Ecrire un article, c’est informer. Poser un acte. Affirmer sa vision du monde, aussi. Il y a deux ans, lorsque le hirak (soulèvement populaire) a commencé en Algérie, j’ai senti une frémissement intérieur. L’Algérie m’a toujours concerné. De près ou loin. Française issue de l’immigration, dans mon pays natal, immigrée dans celui de mes parents et le mien par transitivité.
A Kherrata (wilaya de Bejaïa), malgré une première manifestation d’ampleur contre le cinquième mandat d’A.Bouteflika, tous ignorent la tournure des événements à venir.
Nous sommes le 16 février 2019. La colère gronde déjà depuis longtemps. En décembre dans les faubourgs de Bab el Oued, certains habitants clament haut et fort, leur rejet du cinquième mandat.
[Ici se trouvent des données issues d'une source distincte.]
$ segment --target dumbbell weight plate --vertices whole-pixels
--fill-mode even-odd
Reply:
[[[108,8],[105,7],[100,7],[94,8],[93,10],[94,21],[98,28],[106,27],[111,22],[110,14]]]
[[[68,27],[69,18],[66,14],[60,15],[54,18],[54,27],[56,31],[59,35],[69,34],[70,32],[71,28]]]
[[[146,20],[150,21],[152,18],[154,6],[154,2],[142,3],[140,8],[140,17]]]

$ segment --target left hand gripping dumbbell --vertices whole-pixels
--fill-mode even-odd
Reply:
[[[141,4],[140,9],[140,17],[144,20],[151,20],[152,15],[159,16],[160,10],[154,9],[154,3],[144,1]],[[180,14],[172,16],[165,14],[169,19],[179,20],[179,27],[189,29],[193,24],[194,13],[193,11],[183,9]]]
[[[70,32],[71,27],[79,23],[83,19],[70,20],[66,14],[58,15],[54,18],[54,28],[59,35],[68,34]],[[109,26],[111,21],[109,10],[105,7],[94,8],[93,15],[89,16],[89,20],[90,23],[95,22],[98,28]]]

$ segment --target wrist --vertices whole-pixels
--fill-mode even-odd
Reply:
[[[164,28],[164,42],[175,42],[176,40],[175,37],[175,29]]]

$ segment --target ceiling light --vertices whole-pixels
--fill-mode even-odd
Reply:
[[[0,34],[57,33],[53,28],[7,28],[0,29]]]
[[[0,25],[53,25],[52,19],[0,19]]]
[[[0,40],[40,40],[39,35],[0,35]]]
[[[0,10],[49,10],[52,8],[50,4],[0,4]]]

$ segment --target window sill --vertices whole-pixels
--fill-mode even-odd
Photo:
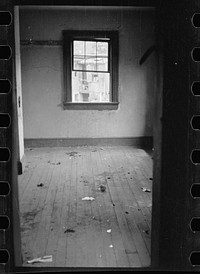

Sur la place de l’émir Abdel Kader, un groupe de citoyens s’activent, dès le 9 février. Il est trop tôt. Le vacarme de la rue algérienne étouffe le bruit timoré de la contestation. Personne n’entend ce souffle populaire, venu des confins du passé et qui arrive avec la fougue irréversible de l’histoire en marche.
Le 19 février , le poster géant de A.Bouteflika glisse de la façade la mairie. Je vois mais je ne regarde pas les pieds, qui piétinent le visage du candidat, figé dans un inquiétant sourire de pantomime. J’avais cru les choses figées en Algérie. Comme si l’indépendance de 1962 n’avait été qu’une conjuration, formulée par des imbéciles ligué contre ce peuple-héros.
Le hirak me surprend et c’est une marée humaine que je contemple, les yeux emplis d’admiration, déferler sous le soleil des villes d’Algérie, ce 22 février 2019.
Il y a deux ans. Une goutte, à l’échelle de l’histoire. Car si l’Algérie n’a que 60 ans (ce qui est en fait une contre-vérité historique), qu’est-ce 24 mois pour changer de système? Une entrée en matière.
Le très politique peuple algérien
Au-delà de la première victoire du hirak, à savoir le départ d’Abdelaziz Bouteflika, l’une des principales revendications consiste en la tenue d’une assemblée constituante. Sans changement de constitution (dont la dernière réforme a formalisé le rôle de l’armée) et le passage à une deuxième république, le hirak n’aura pas atteint son objectif.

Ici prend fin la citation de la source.